FINAL FORWARDS KINEMATIC EQUATIONS:

xe=L5*(cos(theta_3)*sin(theta_1) + cos(theta_1)*cos(theta_2)*sin(theta_3)) + L6*(sin(theta_1)*sin(theta_3) - cos(theta_1)*cos(theta_2)*cos(theta_3)) + L2*sin(theta_1) + L3*cos(theta_1)*cos(theta_2) + L4*cos(theta_1)*sin(theta_2)

ye=L3*cos(theta_2)*sin(theta_1) - L6*(cos(theta_1)*sin(theta_3) + cos(theta_2)*cos(theta_3)*sin(theta_1)) - L2*cos(theta_1) - L5*(cos(theta_1)*cos(theta_3) - cos(theta_2)*sin(theta_1)*sin(theta_3)) + L4*sin(theta_1)*sin(theta_2)

ze=L1 + L4*cos(theta_2) - L3*sin(theta_2) + L6*cos(theta_3)*sin(theta_2) - L5*sin(theta_2)*sin(theta_3)

Now the last check we want to run is substitute the zero positions for the thetas and see if we get the r0 we predict of r0=<L3-L6,-L2-L5,L1+L4>

CHECK =

L3 - L6

- L2 - L5

L1 + L4

AND WE DO. WHICH MEANS OUR FORWARD KINEMATIC EQUATIONS ARE RIGHT. I think we major overcomplicated this nonsense with the DH parameters. We're just going to use the model we currently/just developed. It's time to solve the inverse kinematic equations.

## solving the inverse kinematic equations, hopefully one last time:

Now we are onto solving the IK equations hopefully for the last time tonight. It will be super helpful because then we'll be able to solve the joint positions in terms of the desired position of the robot foot.

We will use Matlab to generate the IK equations, in Matlab, there's a toolbox that allows us to model a robot and generate the IK equations! https://www.mathworks.com/help/robotics/ref/rigidbodytree.html

We're going to work on this later when we know how to do it.

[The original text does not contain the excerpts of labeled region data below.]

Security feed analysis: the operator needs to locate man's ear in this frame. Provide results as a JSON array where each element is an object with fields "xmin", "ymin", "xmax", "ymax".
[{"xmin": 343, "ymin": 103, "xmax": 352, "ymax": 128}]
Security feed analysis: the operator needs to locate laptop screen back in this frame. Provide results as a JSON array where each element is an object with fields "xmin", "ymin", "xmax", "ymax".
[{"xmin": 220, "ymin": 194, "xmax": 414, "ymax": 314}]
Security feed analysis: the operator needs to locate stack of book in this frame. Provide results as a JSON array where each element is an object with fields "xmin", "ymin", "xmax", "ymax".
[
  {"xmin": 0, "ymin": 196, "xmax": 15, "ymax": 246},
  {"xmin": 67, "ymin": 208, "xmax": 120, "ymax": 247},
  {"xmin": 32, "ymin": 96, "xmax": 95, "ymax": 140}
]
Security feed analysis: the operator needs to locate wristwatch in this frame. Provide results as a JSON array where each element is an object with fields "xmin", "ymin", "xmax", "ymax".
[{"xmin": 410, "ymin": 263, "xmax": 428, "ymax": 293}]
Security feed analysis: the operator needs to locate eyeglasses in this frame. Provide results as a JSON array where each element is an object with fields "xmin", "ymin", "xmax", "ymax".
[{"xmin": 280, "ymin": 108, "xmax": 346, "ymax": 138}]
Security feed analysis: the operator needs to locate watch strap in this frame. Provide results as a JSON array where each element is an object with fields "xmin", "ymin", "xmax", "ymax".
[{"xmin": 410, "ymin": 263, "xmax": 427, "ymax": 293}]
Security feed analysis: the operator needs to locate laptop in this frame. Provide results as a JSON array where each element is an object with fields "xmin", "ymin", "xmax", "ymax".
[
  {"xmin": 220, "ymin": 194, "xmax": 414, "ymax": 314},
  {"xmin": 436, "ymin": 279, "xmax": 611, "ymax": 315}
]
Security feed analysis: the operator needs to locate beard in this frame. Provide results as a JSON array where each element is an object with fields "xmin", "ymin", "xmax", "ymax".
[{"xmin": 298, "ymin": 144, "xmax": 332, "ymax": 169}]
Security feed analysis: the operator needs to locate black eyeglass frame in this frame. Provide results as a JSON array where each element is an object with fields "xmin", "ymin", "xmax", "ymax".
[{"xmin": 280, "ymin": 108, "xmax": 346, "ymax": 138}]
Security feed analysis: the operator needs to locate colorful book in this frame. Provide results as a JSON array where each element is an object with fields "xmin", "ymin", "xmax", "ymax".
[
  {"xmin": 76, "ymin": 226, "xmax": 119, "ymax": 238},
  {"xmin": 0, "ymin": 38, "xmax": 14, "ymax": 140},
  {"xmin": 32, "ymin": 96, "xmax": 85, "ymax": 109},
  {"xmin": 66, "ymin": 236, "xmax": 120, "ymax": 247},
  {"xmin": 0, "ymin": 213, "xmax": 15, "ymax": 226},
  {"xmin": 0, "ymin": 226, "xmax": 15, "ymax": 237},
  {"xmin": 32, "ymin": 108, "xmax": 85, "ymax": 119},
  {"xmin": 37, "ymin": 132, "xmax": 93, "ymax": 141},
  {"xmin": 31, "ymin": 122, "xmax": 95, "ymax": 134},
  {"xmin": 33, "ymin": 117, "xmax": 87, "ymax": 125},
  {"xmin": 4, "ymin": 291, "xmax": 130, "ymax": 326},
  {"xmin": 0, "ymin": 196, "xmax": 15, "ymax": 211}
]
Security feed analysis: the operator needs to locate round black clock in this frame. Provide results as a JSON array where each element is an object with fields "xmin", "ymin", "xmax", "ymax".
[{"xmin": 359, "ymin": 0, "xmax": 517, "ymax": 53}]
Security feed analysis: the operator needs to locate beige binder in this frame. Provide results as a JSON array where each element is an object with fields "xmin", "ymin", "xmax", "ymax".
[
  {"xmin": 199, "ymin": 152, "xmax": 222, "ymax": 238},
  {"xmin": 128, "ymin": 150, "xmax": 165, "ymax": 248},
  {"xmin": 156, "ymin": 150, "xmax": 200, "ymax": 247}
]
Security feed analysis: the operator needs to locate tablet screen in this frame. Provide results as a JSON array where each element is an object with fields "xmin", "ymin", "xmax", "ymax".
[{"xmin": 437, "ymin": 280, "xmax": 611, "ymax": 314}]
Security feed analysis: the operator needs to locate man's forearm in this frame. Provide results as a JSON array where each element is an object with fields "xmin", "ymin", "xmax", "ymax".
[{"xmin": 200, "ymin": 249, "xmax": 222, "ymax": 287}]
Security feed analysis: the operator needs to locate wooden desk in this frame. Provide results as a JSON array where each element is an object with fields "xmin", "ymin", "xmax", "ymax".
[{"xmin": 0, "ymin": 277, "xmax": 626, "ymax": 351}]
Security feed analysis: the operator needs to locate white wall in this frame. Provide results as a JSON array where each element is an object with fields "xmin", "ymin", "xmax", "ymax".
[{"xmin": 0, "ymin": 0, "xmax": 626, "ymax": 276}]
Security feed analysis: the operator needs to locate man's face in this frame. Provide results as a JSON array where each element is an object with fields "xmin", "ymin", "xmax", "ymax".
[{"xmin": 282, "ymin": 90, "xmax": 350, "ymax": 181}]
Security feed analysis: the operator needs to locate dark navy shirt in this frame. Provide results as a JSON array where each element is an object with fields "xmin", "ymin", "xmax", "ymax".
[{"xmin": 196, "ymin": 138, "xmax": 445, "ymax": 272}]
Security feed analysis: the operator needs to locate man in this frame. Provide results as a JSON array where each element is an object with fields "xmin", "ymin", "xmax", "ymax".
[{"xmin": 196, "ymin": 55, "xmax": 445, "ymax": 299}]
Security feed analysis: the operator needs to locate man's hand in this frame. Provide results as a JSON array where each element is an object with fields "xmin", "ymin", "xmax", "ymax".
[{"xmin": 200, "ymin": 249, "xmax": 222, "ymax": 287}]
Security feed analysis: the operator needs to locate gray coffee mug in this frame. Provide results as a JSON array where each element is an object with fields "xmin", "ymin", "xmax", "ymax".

## summary of information:

FINAL FORWARDS KINEMATIC EQUATIONS:

xe=L5*(cos(theta_3)*sin(theta_1) + cos(theta_1)*cos(theta_2)*sin(theta_3)) + L6*(sin(theta_1)*sin(theta_3) - cos(theta_1)*cos(theta_2)*cos(theta_3)) + L2*sin(theta_1) + L3*cos(theta_1)*cos(theta_2) + L4*cos(theta_1)*sin(theta_2)

ye=L3*cos(theta_2)*sin(theta_1) - L6*(cos(theta_1)*sin(theta_3) + cos(theta_2)*cos(theta_3)*sin(theta_1)) - L2*cos(theta_1) - L5*(cos(theta_1)*cos(theta_3) - cos(theta_2)*sin(theta_1)*sin(theta_3)) + L4*sin(theta_1)*sin(theta_2)

ze=L1 + L4*cos(theta_2) - L3*sin(theta_2) + L6*cos(theta_3)*sin(theta_2) - L5*sin(theta_2)*sin(theta_3)

FINAL INVERSE KINEMATIC EQUATIONS:

WILL COME LATER (probably tomorrow)

ZERO POSITION AND POSITIVE THETA DIRECTIONS:

The zero position of the actuators is shown in this diagram, so are the direction of the angles. Note the zero position of the leg, theta_1 is a rotation around Z, theta_2 is a rotation around Y, and theta_3 is again about Z. All thetas are in the positive direction of rotation of that axis.

We'll finish this up tomorrow or Thursday. Right now, I'm exhausted and sick of matrices. Good night y'all.